Weber weaves stories like these through a tapestry that shows how ideas about race and control made their way from United States military actions in the Philippines, the U.S. Virgin Islands, Panama and elsewhere to the American prison system. It’s this global history, said Weber, that is largely left out in discussions about the American prison system.
“The rise of the surveillance state was pioneered in the Philippines,” said Weber. “Slavery and involuntary servitude were used on chain gangs in the Panama Canal Zone around the time they were there in the American South. We have geographic blinders about the massive reach of our prison system, and this makes us shortsighted on the solutions.”
Applying a Black Studies framework
Weber said he became acutely aware of the prison system’s injustices when he was a public high school teacher in East Los Angeles. He taught there for three years before going to Harvard to start his doctorate. In that time, he said he saw people’s lives destroyed by over-policing in their communities.
“I saw a lot of police violence,” said Weber. “I bailed kids out of jail and talked parents through a lot of stuff.”
Weber said he knew long before he was accepted to Harvard that he wanted to work on racial justice. He also knew that he wanted to conduct that work with the approach of Black Studies. As an undergraduate at Oberlin College, Weber’s roommate was the son of Clyde Woods, a renowned Black Studies scholar at UC Santa Barbara.
Woods’ work left a lasting impression. Weber said he found that Black Studies provided a level of intellectual rigor and a better toolkit than other disciplines for solving social and political problems because it takes seriously the realities of racism and the legacies of slavery and colonialism.
“Black Studies has been the missing framework for so many of these complex social problems,” said Weber. “It starts with looking beyond supposed experts for solutions.”
Creating shared knowledge
Part of looking beyond the credentialed expert, said Weber, is by working with and in marginalized communities rather than treating them as research subjects. This engagement is central, said Weber, and working with people in community actually produces new knowledge.
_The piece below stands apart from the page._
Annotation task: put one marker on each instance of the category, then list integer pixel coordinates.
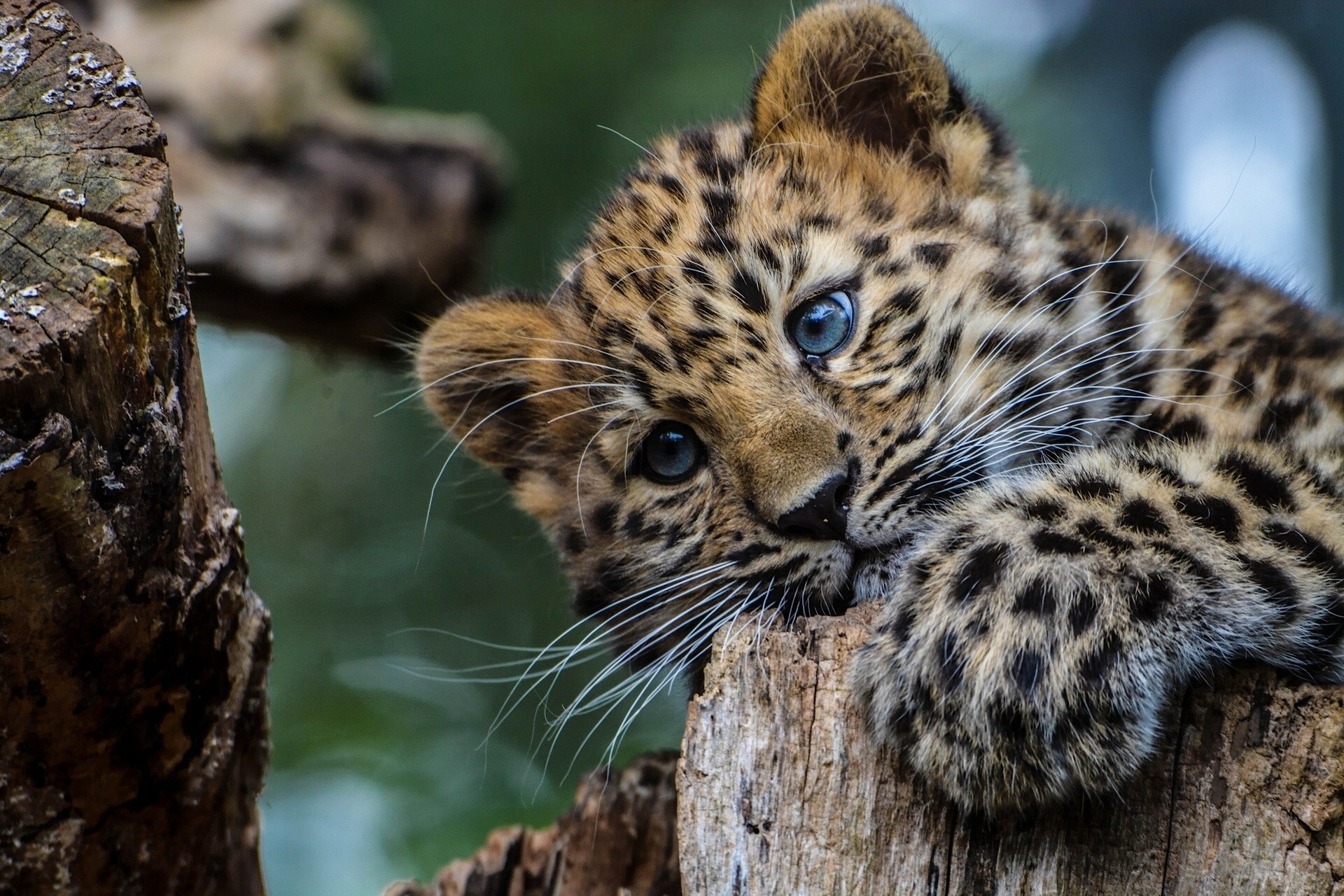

Weber has participated with a number of community projects as part of this work. One of these is Open Letters from Prison, a prison correspondence program he started with members of the California Coalition for Women Prisoners in which 25 women in California prisons wrote about published open letters, then exchanged feedback before writing their own with calls to action.
“Other approaches can create a kind of victimization,” said Weber. “Teaching African American history is about teaching what people have done in response to these forces, and these responses give us a wider set of possible solutions.”
A system that affects everyone
The book has already received widespread praise. Evelyn Brooks Higginbotham, a Harvard professor of history and African American studies, winner of the National Humanities Medal in 2014, called Weber’s book “field-defining.”
The topic is especially important, said Weber, considering the reach of America’s prison system. There are about 100 million people living with a criminal conviction, which is roughly one-third of the entire population. Nearly everyone, he said, has a family member, friend or knows someone who has been imprisoned.
“People may be ashamed or try to hide it, but this affects everyone, even as it has disproportionately devastated communities of color,” said Weber. “This is not the work of Black, indigenous, and people of color alone. Undoing the harm of these systems is everyone’s responsibility.”